The final assessment included 18,665 patients with SLE, 52,406 patients with RA, and 1833 patients with myositis who met eligibility criteria. Investigators observed severe COVID-19 among 1.5%, 1.4% and 2.2% of the patient populations, respectively. Patients with severe COVID-19 had an older mean age in all 3 cohorts; patients with SLE or RA and severe COVID-19 were more frequently male.
Investigators observed significantly more comorbidities among patients with any of the 3 autoimmune diseases and severe COVID-19; a significant majority of the same patients had used biologic, immunosuppressant or corticosteroid treatment (79 – 83%), while just 62 – 75% of patients with an autoimmune disease and no severe COVID-19 had used such treatments.

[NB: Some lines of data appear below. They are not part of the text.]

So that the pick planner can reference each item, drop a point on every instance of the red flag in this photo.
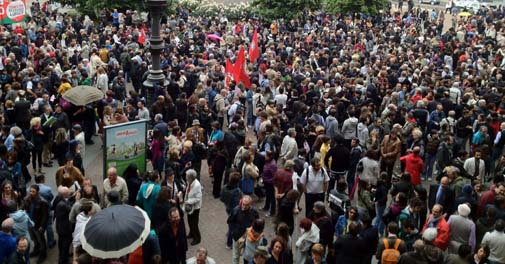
(239, 74)
(142, 36)
(254, 52)
(229, 71)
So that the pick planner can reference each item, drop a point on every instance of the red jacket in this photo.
(413, 165)
(443, 231)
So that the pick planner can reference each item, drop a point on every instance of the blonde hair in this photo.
(35, 121)
(107, 110)
(317, 249)
(417, 133)
(61, 135)
(188, 144)
(173, 154)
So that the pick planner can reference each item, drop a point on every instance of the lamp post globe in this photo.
(155, 78)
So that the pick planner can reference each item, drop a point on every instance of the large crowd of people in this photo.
(385, 132)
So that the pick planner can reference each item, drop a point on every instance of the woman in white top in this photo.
(81, 220)
(102, 80)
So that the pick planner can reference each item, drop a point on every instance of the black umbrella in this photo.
(115, 231)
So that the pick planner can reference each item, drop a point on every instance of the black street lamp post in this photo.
(156, 76)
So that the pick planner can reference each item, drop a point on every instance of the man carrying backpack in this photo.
(390, 248)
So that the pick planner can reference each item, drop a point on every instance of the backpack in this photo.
(390, 255)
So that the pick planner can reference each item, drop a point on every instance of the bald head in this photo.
(445, 181)
(64, 191)
(7, 225)
(418, 245)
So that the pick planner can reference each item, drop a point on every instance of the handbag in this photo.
(247, 185)
(188, 208)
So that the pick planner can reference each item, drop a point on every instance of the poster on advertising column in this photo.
(125, 144)
(12, 11)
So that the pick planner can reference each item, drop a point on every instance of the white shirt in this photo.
(496, 242)
(281, 99)
(313, 182)
(80, 137)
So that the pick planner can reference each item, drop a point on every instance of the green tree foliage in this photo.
(286, 9)
(370, 7)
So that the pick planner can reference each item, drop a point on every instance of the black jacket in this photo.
(61, 212)
(240, 220)
(340, 153)
(173, 247)
(22, 112)
(448, 200)
(38, 210)
(404, 187)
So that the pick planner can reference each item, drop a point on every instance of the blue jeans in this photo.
(270, 198)
(49, 230)
(229, 239)
(428, 167)
(379, 211)
(250, 116)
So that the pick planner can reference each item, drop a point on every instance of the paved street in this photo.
(212, 216)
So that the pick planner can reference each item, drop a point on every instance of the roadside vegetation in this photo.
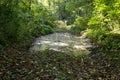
(21, 21)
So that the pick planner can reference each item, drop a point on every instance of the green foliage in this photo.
(22, 20)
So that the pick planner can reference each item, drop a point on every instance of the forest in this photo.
(59, 39)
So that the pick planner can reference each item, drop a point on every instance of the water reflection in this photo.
(62, 42)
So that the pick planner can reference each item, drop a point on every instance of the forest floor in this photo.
(51, 65)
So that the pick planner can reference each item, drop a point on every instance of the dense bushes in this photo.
(22, 20)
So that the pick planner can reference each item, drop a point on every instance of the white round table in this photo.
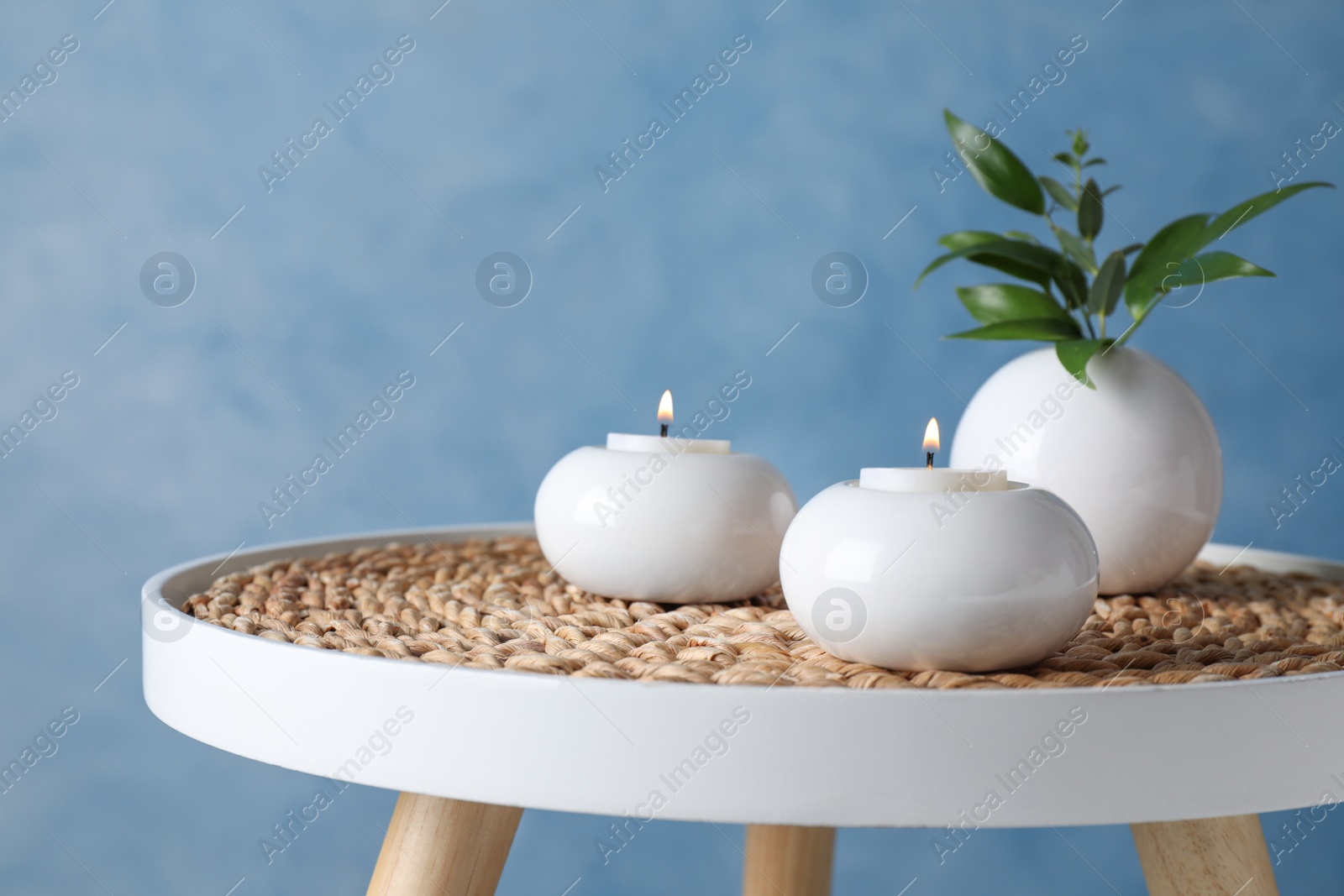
(470, 748)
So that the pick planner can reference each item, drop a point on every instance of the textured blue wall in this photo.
(692, 265)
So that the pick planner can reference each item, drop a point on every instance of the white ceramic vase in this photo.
(1137, 457)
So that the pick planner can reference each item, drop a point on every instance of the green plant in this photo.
(1089, 291)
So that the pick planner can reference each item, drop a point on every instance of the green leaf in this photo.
(963, 238)
(1090, 211)
(994, 165)
(1072, 282)
(1048, 329)
(1059, 194)
(1163, 254)
(998, 302)
(1074, 355)
(1108, 285)
(1081, 144)
(1027, 261)
(1242, 212)
(1077, 249)
(1210, 268)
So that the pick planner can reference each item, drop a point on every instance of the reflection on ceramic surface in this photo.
(671, 528)
(879, 577)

The team additionally observed a significantly more prevalent use of any biologic, immunosuppressant or corticosteroid among patients in each cohort with severe COVID-19; antimalarial use was more common among patients with RA and severe COVID-19, and rituximab (7 – 20%) or mycophenolate (3 – 40%) use was more common among each cohort with severe COVID-19 versus those without severe COVID-19.
Another 12% of patients with SLE and severe COVID-19 used belimumab, versus 8% of patients with SLE and without severe COVID-19; the rate of patients with SLE or RA and severe COVID-19 who used leflunomide or tacrolimus were approximately doubled from those with either autoimmune disease and no severe COVID-19.
The study authors concluded that common autoimmune disease therapies—especially corticosteroids—were more frequently used by patients with SLE, RA and myositis who developed severe COVID-19 versus those who did not.
“These treatments may be indicative of autoimmune disease severity, or independently associated with the occurrence of severe COVID,” Calabrese and colleagues wrote. “The potential impact on patients’ COVID risk should be carefully considered when selecting or adjusting autoimmune treatment regimens.”